Is it going to be Rubrik’s strategy going forward to continue on these lines? Could you see Rubrik maybe adding more of the traditional cybersecurity tools to its toolbox?
Look, we have two dimensions to our business. We sit at the intersection of data and security. We are going to go secure more and more data, whether it lives in the enterprise cloud or SaaS, and then we are going to use AI, ML, and other newer technologies to derive security intelligence out of that data. So, these are the two vectors that we are going to innovate on.
Rubrik has made a few acquisitions in the past, right? Do you have an acquisition strategy?
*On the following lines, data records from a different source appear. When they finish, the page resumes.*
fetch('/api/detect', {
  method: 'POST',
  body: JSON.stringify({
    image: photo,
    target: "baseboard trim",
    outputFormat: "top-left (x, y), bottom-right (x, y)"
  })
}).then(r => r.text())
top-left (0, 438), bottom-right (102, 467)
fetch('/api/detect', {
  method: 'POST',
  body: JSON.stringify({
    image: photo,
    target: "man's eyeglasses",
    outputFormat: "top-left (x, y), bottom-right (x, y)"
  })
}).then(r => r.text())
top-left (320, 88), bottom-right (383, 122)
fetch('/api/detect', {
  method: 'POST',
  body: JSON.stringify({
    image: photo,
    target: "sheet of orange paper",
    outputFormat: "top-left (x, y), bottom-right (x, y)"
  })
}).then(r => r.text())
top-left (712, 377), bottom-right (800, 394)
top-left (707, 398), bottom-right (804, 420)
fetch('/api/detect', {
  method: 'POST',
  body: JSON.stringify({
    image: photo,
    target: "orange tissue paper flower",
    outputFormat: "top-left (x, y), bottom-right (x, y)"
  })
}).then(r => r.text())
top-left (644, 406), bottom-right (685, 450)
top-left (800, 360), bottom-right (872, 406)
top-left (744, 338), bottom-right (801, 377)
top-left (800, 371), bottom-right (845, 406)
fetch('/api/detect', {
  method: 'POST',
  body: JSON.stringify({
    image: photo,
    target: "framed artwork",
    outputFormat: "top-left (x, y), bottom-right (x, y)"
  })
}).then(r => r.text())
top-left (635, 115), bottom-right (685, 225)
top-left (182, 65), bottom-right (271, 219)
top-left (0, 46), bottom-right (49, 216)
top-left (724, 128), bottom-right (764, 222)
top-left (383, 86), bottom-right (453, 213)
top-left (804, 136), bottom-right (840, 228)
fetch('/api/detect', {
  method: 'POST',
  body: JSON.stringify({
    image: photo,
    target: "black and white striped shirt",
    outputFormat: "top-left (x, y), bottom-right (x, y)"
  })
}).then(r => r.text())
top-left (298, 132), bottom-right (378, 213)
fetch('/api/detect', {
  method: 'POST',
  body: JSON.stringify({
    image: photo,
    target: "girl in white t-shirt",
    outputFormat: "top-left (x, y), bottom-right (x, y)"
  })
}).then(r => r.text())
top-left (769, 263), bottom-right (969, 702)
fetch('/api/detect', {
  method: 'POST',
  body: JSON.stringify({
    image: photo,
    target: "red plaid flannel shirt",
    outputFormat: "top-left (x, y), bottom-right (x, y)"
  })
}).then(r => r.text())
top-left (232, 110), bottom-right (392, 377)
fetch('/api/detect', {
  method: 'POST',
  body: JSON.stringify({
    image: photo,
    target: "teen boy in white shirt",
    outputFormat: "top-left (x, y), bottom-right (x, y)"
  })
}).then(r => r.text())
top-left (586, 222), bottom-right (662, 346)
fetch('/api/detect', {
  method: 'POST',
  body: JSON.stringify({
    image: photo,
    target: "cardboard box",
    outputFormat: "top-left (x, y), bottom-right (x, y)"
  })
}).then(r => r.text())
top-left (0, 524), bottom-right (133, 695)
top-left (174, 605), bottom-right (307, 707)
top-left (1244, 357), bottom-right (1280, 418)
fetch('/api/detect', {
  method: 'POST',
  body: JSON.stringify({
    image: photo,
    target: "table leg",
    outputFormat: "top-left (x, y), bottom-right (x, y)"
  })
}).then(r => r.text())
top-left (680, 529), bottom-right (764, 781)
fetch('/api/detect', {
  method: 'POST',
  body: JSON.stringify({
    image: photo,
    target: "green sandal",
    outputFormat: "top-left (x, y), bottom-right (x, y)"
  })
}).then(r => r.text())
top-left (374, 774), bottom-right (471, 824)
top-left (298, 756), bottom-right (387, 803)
We have done two acquisitions in the past. In December, 2020, we bought this company called Igneous. They had a data security solution for unstructured data. And the other company we acquired was in 2018, called Datos I/O, that was a data security solution for NoSQL. So as you can see, we are expanding the data vector to secure more and more data. And then we are building fundamental data security capabilities using AI and ML data classification and others to drive security intelligence from the point of data.
Do you do you have plans to make more acquisitions in a similar vein?
So as a company, we continue to do both organic and inorganic kind [of] growth. Obviously, we are an innovation driven company, and organic innovation is a huge part of Rubrik. But we are also continuously in the marketplace looking for themes and technology and products that can accelerate us in the marketplace and focus on those who are compatible with Rubrik’s own vision of the future and architecture of the future. In fact, we have done more than two acquisitions. We acquired this other company, Opus AI, for its file content intelligence AI platform. So we continue to evaluate newer technologies, continue to look at teams and products, and we‘ll follow the combination of organic and inorganic [growth].
Rubrik remains a channel-only company. What does Rubrik look for in terms of recruiting new channel partners? What are some things that make a good channel partner for Rubrik?
From my perspective, we want to work with selected channel partners and go deep with them. We have a tremendous opportunity. Customers have challenges around data security. And we want to make sure that the partners we work with are educated and experts on Rubrik technologies, helping customers understand their data security risks, solve their data security challenges.
And so we look for partners who have deep technical expertise, deep customer relationships, trust, expertise in the programmatic ways that customers are now running their environment, things like that.
Does Rubrik have any plans for an IPO?
As I have discussed in the past, in the long term, we want to be a public company. We are watching the market and also preparing ourselves, and we will go public when the time is ready. But we definitely want to be a public company.
So have you started the filing process yet?
I can‘t confirm or deny. But as I said, we have a desire to be a public company, to build a long-lasting company. And we want to ensure that we are a great public company. We’ll work towards that.
Finally, how are you feeling about being onstage in front of live people again after a couple years of COVID?
It was wonderful, man. You have like a room full of people. We had a standing room space. So it was fantastic to kind of get the energy back from the crowd.